The values of type `char` have corresponding integer values. There is a character with value 0, a character with value 1, a character with value 2, and so on. Different values of type `char` can be compared using the less-than and greater-than operators.

``````char c = 'w';
if (c >= 'a') {
// Since 'w' >= 'a', we'll take this branch
...
}
``````

Use `char` arithmetic to determine array indices and offsets. `char` represents characters as numbers. The lowercase letters are all grouped together: ‘a’ then ‘b’ then ‘c’ and so on. Likewise, uppercase letters are also grouped together: ‘A’ then ‘B’ then ‘C’ and so on. This numbering system allows us to determine the distance between two letters using subtraction: `'c' - 'a'` is 2 since ‘c’ is 2 letters after ‘a’ in the alphabet. To programmatically compute the letter 8 alphabet positions after ‘a’, use addition and then cast the result to `char`. (The result is the letter ‘i’.)

``````char result = (char) ('a' + 8);
``````

Getting the lowercase version of some text depends on whether the text is a `String` or a `char`. Since strings are objects in Java, we can call the `toLowerCase` instance method. But since `char` values are just numbers, Java provides the `Character.toLowerCase` static method instead.

``````String s = "Washington State";
String l = s.toLowerCase();
``````
``````char c = 'W';
char l = Character.toLowerCase(c);
``````

## Development strategy

One of the most important techniques for software professionals is to develop code in stages rather than trying to write it all at once. This development strategy is formally known as iterative enhancement or stepwise refinement. Writing code in stages enables software developers to test each stage independently for correctness.

First, add stubs for each required operation so that we can run tests without implementing the entire class.

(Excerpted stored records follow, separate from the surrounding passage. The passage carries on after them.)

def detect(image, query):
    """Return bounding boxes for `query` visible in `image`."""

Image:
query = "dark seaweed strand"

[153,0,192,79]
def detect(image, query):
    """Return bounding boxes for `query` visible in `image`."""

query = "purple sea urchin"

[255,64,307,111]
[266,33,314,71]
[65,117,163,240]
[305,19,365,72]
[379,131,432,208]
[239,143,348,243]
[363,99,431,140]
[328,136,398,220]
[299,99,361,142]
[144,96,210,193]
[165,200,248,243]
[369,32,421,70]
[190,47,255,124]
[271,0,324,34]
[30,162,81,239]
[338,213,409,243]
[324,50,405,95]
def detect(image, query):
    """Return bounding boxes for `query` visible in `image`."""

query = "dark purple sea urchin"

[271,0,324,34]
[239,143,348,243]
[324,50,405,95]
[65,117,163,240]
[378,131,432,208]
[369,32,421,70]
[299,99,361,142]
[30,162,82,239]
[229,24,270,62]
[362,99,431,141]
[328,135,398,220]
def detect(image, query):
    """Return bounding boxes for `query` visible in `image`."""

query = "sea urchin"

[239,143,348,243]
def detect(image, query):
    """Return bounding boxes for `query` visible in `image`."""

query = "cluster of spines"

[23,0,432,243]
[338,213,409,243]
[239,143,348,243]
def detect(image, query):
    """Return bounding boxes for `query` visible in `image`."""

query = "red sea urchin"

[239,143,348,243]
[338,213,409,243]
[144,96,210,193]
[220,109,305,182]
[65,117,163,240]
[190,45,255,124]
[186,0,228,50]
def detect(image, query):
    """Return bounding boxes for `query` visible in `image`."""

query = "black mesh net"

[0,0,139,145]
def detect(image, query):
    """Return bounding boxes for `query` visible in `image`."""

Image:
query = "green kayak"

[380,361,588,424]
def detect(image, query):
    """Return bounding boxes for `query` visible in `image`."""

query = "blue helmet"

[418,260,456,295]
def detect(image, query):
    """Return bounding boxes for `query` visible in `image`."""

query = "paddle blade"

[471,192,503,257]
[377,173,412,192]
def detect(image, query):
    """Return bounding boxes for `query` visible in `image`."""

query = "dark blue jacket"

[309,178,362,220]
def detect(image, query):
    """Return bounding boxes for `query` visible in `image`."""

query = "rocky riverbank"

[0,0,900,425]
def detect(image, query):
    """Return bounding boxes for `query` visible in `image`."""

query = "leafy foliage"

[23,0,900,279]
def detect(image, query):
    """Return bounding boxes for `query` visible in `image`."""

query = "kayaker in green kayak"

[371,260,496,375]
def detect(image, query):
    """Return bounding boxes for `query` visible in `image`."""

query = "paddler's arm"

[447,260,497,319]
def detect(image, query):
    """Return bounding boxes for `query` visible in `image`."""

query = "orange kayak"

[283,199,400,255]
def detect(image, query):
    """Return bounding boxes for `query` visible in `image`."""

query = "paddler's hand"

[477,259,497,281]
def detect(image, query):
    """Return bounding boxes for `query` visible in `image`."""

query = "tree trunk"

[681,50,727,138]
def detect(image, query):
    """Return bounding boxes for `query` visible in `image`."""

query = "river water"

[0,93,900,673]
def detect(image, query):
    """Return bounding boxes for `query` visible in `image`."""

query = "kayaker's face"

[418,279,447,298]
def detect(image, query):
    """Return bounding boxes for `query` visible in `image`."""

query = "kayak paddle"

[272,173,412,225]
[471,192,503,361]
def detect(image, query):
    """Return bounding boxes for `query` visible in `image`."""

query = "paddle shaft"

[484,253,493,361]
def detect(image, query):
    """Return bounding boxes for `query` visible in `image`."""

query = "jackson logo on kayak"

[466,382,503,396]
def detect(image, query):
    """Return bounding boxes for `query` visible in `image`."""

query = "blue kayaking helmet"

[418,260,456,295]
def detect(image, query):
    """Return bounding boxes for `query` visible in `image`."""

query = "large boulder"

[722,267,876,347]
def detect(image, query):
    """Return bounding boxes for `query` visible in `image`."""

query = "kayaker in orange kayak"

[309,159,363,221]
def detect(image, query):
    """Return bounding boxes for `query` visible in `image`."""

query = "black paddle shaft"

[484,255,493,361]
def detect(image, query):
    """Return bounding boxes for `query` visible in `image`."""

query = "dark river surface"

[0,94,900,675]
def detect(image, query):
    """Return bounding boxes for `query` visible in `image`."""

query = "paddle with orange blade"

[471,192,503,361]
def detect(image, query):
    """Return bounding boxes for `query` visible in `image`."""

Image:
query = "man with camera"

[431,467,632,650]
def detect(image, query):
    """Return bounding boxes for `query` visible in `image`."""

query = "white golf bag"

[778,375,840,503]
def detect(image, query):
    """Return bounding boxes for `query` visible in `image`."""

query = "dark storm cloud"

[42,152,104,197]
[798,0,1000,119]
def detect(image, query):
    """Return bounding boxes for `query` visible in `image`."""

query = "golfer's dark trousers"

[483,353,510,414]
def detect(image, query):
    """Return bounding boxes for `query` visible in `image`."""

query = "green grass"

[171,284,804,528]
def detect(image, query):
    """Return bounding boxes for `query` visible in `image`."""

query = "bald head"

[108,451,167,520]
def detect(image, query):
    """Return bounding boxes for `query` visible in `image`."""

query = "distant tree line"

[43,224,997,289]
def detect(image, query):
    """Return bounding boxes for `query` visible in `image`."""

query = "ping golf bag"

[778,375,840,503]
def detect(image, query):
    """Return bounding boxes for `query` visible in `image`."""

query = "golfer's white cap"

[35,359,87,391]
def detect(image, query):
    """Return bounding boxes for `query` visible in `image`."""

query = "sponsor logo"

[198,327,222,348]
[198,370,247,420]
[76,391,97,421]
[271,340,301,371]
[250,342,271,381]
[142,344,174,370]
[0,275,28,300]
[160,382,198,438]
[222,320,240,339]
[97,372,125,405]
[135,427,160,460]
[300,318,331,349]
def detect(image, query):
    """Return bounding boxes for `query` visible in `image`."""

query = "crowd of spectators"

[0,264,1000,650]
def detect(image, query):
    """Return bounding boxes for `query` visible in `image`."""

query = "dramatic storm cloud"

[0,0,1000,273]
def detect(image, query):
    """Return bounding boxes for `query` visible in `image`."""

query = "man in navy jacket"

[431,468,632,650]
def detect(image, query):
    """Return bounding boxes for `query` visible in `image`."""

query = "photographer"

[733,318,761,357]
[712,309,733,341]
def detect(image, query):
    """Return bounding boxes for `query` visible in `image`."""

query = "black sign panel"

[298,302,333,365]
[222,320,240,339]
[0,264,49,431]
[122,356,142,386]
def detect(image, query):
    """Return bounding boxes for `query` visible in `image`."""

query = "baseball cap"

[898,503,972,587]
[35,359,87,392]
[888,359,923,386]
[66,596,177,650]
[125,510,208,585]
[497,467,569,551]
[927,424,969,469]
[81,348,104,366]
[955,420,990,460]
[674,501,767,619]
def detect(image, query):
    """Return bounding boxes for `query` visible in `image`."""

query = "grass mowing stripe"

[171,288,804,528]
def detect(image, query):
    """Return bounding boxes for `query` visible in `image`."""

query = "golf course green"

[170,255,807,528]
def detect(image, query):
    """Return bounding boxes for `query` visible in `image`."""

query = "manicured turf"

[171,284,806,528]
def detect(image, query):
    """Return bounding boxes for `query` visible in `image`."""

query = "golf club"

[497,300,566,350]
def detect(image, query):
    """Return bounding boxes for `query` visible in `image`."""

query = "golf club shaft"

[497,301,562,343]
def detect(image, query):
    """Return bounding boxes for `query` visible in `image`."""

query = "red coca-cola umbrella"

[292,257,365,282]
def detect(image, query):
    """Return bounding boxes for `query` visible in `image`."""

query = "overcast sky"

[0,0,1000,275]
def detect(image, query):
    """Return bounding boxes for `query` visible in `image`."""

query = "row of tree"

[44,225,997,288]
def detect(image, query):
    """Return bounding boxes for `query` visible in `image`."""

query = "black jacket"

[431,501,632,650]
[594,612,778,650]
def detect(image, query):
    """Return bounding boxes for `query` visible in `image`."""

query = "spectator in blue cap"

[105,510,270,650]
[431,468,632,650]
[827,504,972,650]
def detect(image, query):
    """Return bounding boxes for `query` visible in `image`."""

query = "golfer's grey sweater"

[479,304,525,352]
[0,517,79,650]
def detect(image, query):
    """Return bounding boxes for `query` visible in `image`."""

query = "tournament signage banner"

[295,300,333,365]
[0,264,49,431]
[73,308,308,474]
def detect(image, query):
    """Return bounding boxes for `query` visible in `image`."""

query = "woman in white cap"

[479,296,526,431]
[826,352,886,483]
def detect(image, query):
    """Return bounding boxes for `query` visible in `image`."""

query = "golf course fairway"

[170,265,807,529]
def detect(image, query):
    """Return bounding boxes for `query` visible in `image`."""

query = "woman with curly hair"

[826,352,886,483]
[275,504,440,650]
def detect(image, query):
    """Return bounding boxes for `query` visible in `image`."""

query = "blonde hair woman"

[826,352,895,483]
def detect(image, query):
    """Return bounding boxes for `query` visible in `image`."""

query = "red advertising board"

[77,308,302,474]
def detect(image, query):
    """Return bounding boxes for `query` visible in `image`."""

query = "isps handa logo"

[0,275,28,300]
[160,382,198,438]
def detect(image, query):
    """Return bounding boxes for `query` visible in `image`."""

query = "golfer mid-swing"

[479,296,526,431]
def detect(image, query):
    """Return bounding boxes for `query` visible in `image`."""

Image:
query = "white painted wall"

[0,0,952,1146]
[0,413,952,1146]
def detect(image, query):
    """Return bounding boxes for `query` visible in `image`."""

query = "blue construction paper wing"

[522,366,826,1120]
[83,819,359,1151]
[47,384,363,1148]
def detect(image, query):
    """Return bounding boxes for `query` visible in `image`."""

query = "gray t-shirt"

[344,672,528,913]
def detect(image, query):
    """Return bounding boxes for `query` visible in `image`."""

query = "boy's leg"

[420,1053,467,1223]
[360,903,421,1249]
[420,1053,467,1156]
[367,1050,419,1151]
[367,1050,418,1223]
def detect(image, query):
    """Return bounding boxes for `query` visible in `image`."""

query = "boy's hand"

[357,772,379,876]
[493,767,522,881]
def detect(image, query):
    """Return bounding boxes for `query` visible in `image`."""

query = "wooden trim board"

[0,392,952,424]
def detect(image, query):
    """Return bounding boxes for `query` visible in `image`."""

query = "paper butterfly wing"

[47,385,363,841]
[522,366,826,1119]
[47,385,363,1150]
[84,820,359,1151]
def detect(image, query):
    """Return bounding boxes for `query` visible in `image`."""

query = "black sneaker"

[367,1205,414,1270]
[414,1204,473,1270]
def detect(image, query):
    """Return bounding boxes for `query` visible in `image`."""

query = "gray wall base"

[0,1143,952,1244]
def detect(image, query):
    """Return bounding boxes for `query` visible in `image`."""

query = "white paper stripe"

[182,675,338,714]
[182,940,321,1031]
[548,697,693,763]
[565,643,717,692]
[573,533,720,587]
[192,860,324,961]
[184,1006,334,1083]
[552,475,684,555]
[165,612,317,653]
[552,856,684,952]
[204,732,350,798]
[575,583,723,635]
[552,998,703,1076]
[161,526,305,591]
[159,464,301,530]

An example constructor could throw an `UnsupportedOperationException`.

``````public LetterInventory(String s) {
throw new UnsupportedOperationException("not implemented yet");
}
``````

Then, write the program in three stages.

Constructing a `LetterInventory` and examining its contents
First, implement the constructor, `size`, and `isEmpty` methods. Then, implement the `get` method. Finally, implement the `toString` method.
Methods for modifying a `LetterInventory`
Add the `set` method, which allows the client to change the number of occurrences of an individual letter.
Complex behavior
Implement the `add` method and then implement the `subtract` method.

## Web app

To launch the web app, Open Terminal , paste the following command, and press Enter.

``````javac Server.java && java Server data/english.txt; rm *.class
``````

Then, open the Network dropdown and select host 0.0.0.0:8000.

When you’re done, return to the terminal and enter the key combination `Ctrl` `C` to close the server.

Mark the program to submit it for grading. In addition to the automated tests, the final submission will also undergo code review for internal correctness on comments, variable names, indentation, data fields, and code quality.

Commenting errors
Class header missing or doesn’t describe both student and program.
Method header missing or does not document pre and post-conditions.
Method header does not describe exceptions that are thrown when preconditions are violated, including the specific type of exception and the conditions under which it is thrown.
Method header does not document important behavior including subtle cases like an empty structure or a search value not found.
Implementation details included in comments for a class or its public methods.
Control structure errors
Using a specific numerical value when the value can be obtained in a more general way. For example, even if an array called `data` is expected to be of length 100, code to manipulate it after construction should use `data.length` instead of 100.